Tánaiste denies his leadership is under threat

Gilmore says he has excellent rapport with Burton

Minister for Social Protection Joan Burton and Tánaiste Eamon Gilmore at the  Labour Party think-in in Enfield, Co Meath, yesterday.  Photograph: Brenda Fitzsimons

Minister for Social Protection Joan Burton and Tánaiste Eamon Gilmore at the Labour Party think-in in Enfield, Co Meath, yesterday. Photograph: Brenda Fitzsimons

Mon, Sep 16, 2013, 20:31


Labour leader Eamon Gilmore has played down speculation his position is under threat, insisting he will lead the party into the next general election.

Speaking at the Labour think-in in Enfield, Co Meath, yesterday, the Tánaiste said he believed the party’s poor showing in opinion polls would not be replicated in an election.

“One of the big lessons to be learned from what the previous government was responsible for was that they looked at opinion polls and made short-term decisions based on what the last opinion poll told them,” he said.

“In Government, the Labour Party is looking at ensuring this country recovers and when a real election is held I think the Irish people will not, as some opinion polls appear to be suggesting, reward the party that got us into the crisis and punish the party that solved it.”
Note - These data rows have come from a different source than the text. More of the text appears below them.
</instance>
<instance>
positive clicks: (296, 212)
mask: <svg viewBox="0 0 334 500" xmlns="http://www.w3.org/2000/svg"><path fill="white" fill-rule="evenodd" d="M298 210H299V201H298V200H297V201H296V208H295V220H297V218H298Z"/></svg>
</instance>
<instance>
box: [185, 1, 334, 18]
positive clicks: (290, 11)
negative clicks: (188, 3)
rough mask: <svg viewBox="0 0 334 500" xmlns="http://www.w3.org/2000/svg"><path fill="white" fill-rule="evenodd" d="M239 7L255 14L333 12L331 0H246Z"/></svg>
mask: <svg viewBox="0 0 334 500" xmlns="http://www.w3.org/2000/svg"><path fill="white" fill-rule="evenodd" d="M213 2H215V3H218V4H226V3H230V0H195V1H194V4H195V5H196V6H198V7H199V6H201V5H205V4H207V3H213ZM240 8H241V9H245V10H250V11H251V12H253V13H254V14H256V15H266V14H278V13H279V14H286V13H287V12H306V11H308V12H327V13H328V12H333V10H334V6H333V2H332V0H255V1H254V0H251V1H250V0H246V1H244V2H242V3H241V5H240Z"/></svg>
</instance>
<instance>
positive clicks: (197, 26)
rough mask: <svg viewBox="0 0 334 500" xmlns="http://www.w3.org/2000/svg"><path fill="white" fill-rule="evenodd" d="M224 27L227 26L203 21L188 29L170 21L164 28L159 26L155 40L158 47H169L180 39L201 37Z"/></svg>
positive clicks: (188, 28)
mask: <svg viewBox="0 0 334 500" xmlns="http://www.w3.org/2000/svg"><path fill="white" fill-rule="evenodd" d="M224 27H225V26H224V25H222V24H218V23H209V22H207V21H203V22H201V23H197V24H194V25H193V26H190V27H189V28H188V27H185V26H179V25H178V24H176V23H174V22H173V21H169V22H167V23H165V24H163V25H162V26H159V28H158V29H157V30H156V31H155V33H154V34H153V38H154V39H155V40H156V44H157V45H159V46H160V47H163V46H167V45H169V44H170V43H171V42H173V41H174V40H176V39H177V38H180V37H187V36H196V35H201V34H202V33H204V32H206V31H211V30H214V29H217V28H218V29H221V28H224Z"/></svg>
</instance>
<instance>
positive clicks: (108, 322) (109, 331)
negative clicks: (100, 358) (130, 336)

There has been increased speculation that Mr Gilmore’s leadership is under pressure from within the party, and his deputy leader, Minister for Social Protection Joan Burton, has regularly been identified as one of those allegedly seeking his removal.

The two yesterday answered questions from the media together and sat side-by-side for a group photograph at the parliamentary party meeting.

The Tánaiste said he and Ms Burton had an “excellent” rapport.

‘Good supporter’

Ms Burton said she had a “very good” working relationship with Mr Gilmore and that she was “happy supporting” him. “Eamon has been a very good supporter to me in my job as deputy leader and Minister and I have been a very good supporter of Eamon in his job as leader of the Labour Party and Tánaiste,” she said.

In his address to the conference, Mr Gilmore insisted that “by any standards, Labour has done a good job in Government”.

Highlighting the party’s achievements since entering government – such as legislating for the X Case, passing the children’s rights referendum and reforming Freedom of Information laws – Mr Gilmore said that “once again, Labour is modernising Ireland”.

“I am determined that we will stay the course, and complete the job of recovery that we have undertaken.”